In its agency-wide effort to modernize technology and build critical infrastructure needed to improve efficiency the nation’s tax system, the Internal Revenue Service (IRS) wants to replace its current Enterprise File Storage (EFS) system with a managed service solution, according to a request for information (RFI) released on Oct. 31.
Responses from vendors are due by Nov. 7.
The agency’s current EFS system provides enhancements and capabilities to the IRS Enterprise Electronic Fax (EEFax) system. These improvements enable the processing, storage, and retrieval of document images that have been captured utilizing EEFax.
“The systems work together to provide an automated, paperless storage solution for business organizations within the IRS that utilize EEFax,” the RFI states.

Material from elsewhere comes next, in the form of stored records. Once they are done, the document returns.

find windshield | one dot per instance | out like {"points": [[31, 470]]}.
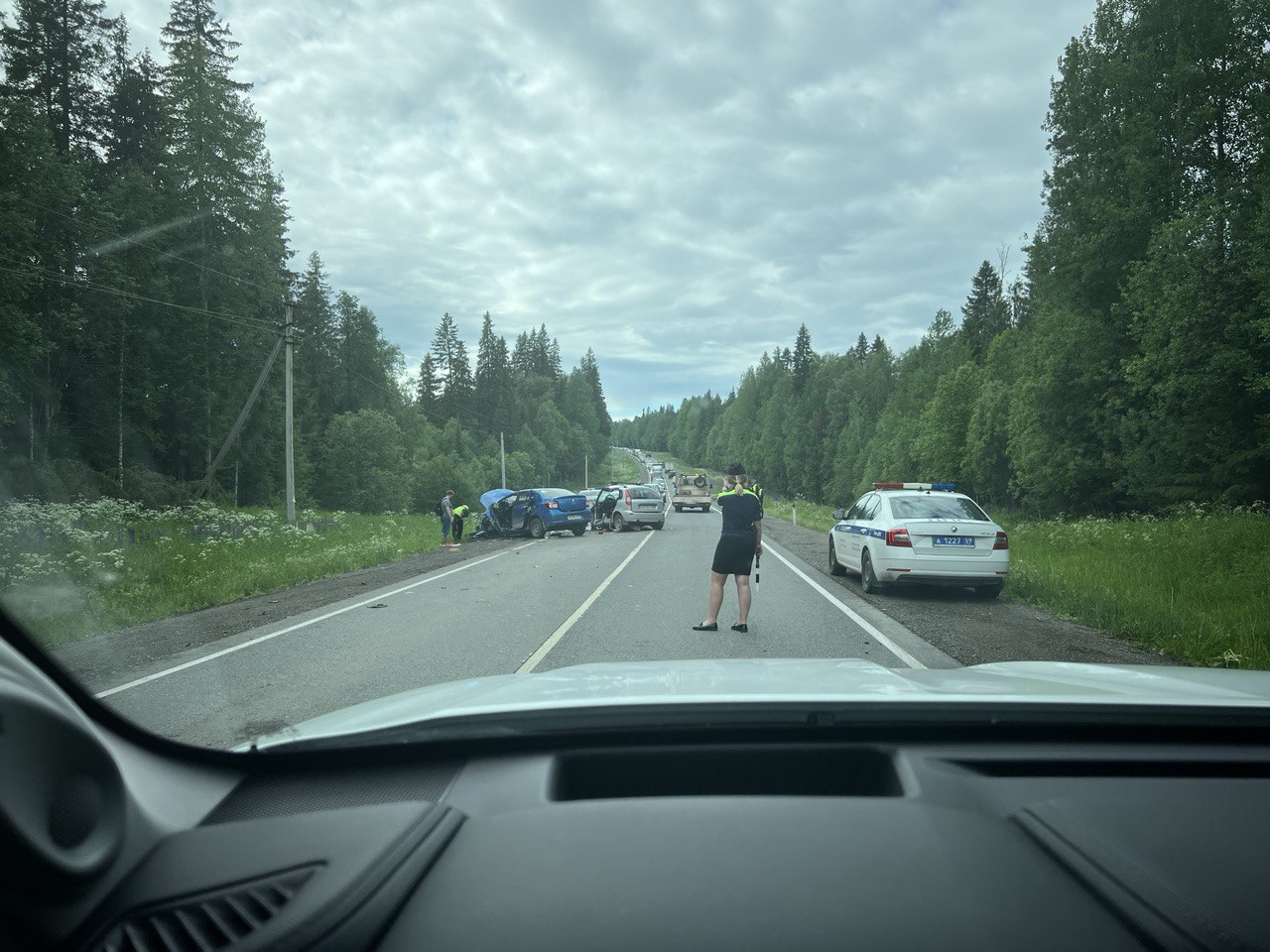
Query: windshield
{"points": [[935, 508], [295, 302]]}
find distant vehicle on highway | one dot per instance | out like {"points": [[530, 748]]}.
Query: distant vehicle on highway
{"points": [[626, 506], [691, 492], [920, 532], [536, 512]]}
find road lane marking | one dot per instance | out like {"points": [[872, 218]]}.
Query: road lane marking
{"points": [[878, 636], [212, 656], [554, 639]]}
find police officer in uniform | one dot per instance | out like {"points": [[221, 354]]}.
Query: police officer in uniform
{"points": [[739, 540]]}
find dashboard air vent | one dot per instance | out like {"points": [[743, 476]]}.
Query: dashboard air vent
{"points": [[208, 921]]}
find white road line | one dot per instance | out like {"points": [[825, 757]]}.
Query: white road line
{"points": [[554, 639], [878, 636], [212, 656]]}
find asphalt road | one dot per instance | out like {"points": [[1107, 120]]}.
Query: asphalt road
{"points": [[231, 673], [534, 606]]}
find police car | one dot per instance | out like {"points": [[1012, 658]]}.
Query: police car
{"points": [[903, 534]]}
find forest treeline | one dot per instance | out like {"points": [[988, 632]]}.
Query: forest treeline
{"points": [[145, 270], [1125, 367]]}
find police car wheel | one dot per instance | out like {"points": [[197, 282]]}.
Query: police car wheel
{"points": [[867, 580], [834, 569]]}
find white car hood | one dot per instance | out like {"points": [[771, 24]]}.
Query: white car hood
{"points": [[792, 680]]}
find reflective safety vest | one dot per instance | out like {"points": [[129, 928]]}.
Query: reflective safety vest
{"points": [[757, 490]]}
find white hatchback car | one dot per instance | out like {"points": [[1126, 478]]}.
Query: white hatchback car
{"points": [[920, 534]]}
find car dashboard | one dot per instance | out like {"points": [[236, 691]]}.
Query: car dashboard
{"points": [[933, 833]]}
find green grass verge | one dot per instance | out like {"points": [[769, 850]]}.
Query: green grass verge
{"points": [[71, 570], [1147, 579], [1194, 584]]}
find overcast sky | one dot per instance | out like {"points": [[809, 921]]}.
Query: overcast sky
{"points": [[674, 184]]}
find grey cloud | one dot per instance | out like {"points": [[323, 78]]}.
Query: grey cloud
{"points": [[617, 169]]}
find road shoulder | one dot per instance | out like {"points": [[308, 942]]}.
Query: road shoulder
{"points": [[970, 629], [95, 658]]}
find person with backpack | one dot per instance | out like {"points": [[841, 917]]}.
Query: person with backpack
{"points": [[444, 509], [460, 515]]}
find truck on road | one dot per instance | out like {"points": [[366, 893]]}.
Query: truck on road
{"points": [[691, 492]]}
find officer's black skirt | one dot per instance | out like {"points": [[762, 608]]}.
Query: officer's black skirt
{"points": [[734, 555]]}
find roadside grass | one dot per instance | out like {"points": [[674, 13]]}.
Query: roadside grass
{"points": [[1194, 583], [68, 570], [1147, 579]]}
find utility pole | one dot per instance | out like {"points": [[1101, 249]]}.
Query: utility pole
{"points": [[206, 485], [291, 444]]}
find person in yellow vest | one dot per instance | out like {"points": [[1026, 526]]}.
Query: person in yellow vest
{"points": [[460, 513], [739, 540]]}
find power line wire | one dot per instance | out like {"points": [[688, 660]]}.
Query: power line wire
{"points": [[255, 324], [102, 230]]}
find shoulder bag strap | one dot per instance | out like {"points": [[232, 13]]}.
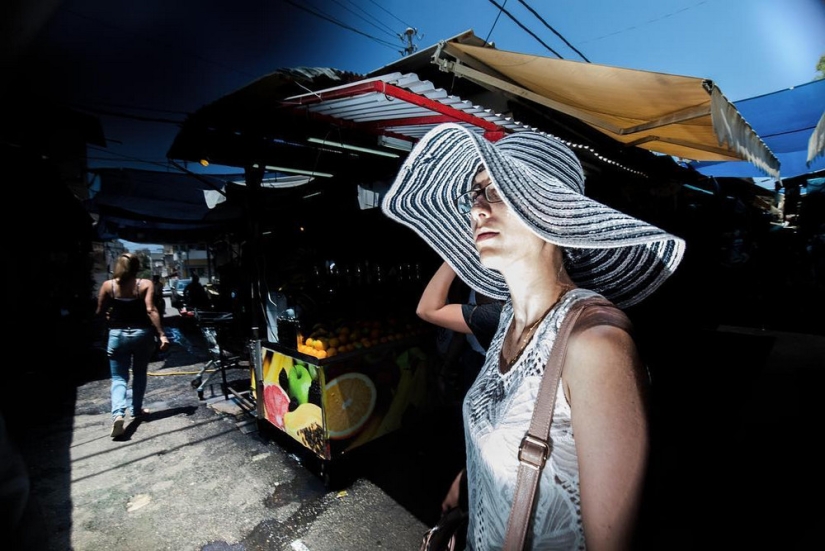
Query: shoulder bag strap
{"points": [[535, 447]]}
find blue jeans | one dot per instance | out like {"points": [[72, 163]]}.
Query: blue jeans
{"points": [[129, 348]]}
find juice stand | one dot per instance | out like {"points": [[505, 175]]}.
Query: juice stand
{"points": [[343, 359], [333, 404]]}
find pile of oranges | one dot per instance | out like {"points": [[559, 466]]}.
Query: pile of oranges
{"points": [[323, 343]]}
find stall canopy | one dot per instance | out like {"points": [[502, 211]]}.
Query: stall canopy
{"points": [[158, 207], [332, 124], [685, 117], [786, 120]]}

“EFS also includes the capability to fax to and from a workflow system that provides routing, viewing, indexing, storing, retrieving, archiving, and querying EEFax images in a secure document image repository,” the document says.
The new solution the IRS seeks is an enterprise content management platform that integrates with EEFax. One high-level requirement of the new system is security.
“The workflow system and EFS Repository must provide a configurable set of monitors and security alerts that notify the IRS service management infrastructure to incidents or problems using standard industry security management protocols,” the RFI says.
“It must protect against unauthorized access to systems and data to include those measures necessary to detect, document, and counter such threats and incidents,” it continues. “It must also mitigate the risk of denial of service to authorized users or the provision of service to unauthorized users, including those measures necessary to detect, document, and counter such threats.”
Other requested features for the upgraded EFS solution are the ability to reject spam faxes, encryption of data, and approved status under the Federal Risk and Authorization Management Program (FedRAMP), among others.
The RFI on a new, more modern file storage system comes days after the IRS announced the replacement of Deputy Commissioner Charles Rettig. The open position at the tax agency will come with the responsibility of spending $80 billion granted to the agency by Congress for IT modernization efforts.